What has driven performance in 1HCY08?
  • Underperformance of its core operations and forex fluctuations led Essel Propack to report a 2.2% YoY growth in consolidated revenues in 1HCY08. The domestic markets grew by 7.8% YoY in the half year period. The domestic segment now contributes around 26% to overall sales. The international business reported flat growth in 1HCY08. The new facilities in US and Poland have yet not started contributing significantly. The company’s European operations witnessed muted performance on account of macro economic conditions and ramping up of the plants. While the speciality-packaging segment grew by 8% to 9% YoY, the medical devices reported a 12% YoY growth in the half-year period.

    India operations
    (Rs m) 2QCY07 2QCY08 % change 1HCY07 1HCY08 % change
    Net sales 733 784 6.9% 1,429 1,540 7.8%
    Expenditure 585 654 11.7% 1,105 1,260 14.0%
    Operating profit (EBDITA) 148 130 -12.0% 324 280 -13.5%
    EBDITA margin (%) 20.2% 16.6% 22.7% 18.2%
    Other income 92 86 -6.4% 95 86 -9.7%
    Interest 52 62 19.8% 89 114 28.4%
    Depreciation 49 50 1.4% 97 98 0.7%
    Profit before tax 139 104 -25.0% 233 154 -33.9%
    Tax 49 36 -26.3% 77 52 -32.3%
    Profit after tax/(loss) 90 68 -24.2% 156 102 -34.6%
    Net profit margin (%) 12.3% 8.7% 10.9% 6.6%

  • The consolidated operating margins witnessed pressure on account of higher raw material and staff costs in both the periods under consideration. With crude prices hitting new highs, the company’s raw material cost increased to 49% and 47% respectively in 2QCY08 and 1HCY08. The company lacks bargaining power and hence could not easily pass the hikes to the customers. On a standalone basis, the operating margins fell to 18% in 1HCY08 from 23% in 1HCY07. The margins are in line with our estimates.

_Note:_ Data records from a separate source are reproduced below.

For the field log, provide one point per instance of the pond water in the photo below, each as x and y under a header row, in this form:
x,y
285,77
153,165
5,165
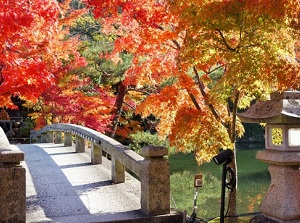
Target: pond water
x,y
253,182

  • Essel Propack reported losses for 2QCY08 and 1HCY08 on a consolidated basis led by lower margins, lower other income and higher interest costs. Interest expenditure was higher on account of hardening of global interest rates and higher levels of borrowing due to the new greenfield projects and acquisitions. The standalone profits were down 35% YoY in 1HCY08.

What to expect?
At the current price of Rs 27, the stock is trading at a price to earnings multiple of 4.1 times our estimated CY10 earnings. The performance of the company on the margin front continues to remain a cause for concern. Given the subdued topline performance and losses during the half-year, we will need to downgrade our numbers. Though the company has entered new segments like pharma, cosmetics and medical devices, the contribution from these segments is yet to flow in. The management has indicated prices hikes in the range of 9% to 11% in the coming quarter. However, higher raw material costs would continue to affect the company in the medium term. Also, there is over capacity in the markets in the packaging segment, which would keep the realisations caped.